House of Cards Is the Best Show Ever
I am no House of Cards fan. The about enthusiasm I've ever had for the show, in its ridiculous, operatic 4th flavor, might exist characterized as "grudging enjoyment." Terminal year, in its fifth flavour, I called it the most irresponsible show on television.
Then I empathize that I may not be the best judge of what House of Cards fans look for in the series. Simply all the same, I cannot imagine being a fan of the show, getting excited for the sixth and last season, watching season five'due south buildup to that sixth and final season, then sitting downward to lookout man and getting ... this.

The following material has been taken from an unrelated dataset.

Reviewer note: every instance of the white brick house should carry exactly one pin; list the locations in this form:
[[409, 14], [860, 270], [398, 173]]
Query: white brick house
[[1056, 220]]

Its viii episodes comprise a centerless, ham-handed kludge of a season, ane that keeps beating you over the caput with music and ACTING and plot twists to try to convince you everything that'southward happening is Important. And then information technology ends in a series finale that feels more than incomplete than anything since Dexter Morgan took to the woods to become a lumberjack.
To be fair to House of Cards, information technology wasn't supposed to exist similar this. Season six was already in production with original star Kevin Spacey when allegations that Spacey had sexually assaulted multiple men, some of them minors, led to his swift dismissal from the series.
And when you consider that the flavor had ever been fix as a final showdown between Spacey'southward Frank Underwood, the former president, and Robin Wright's Claire Underwood, Frank's wife and the electric current president, well, finding a way to stop House of Cards without Spacey must have induced a slight panic in the show's writers' room.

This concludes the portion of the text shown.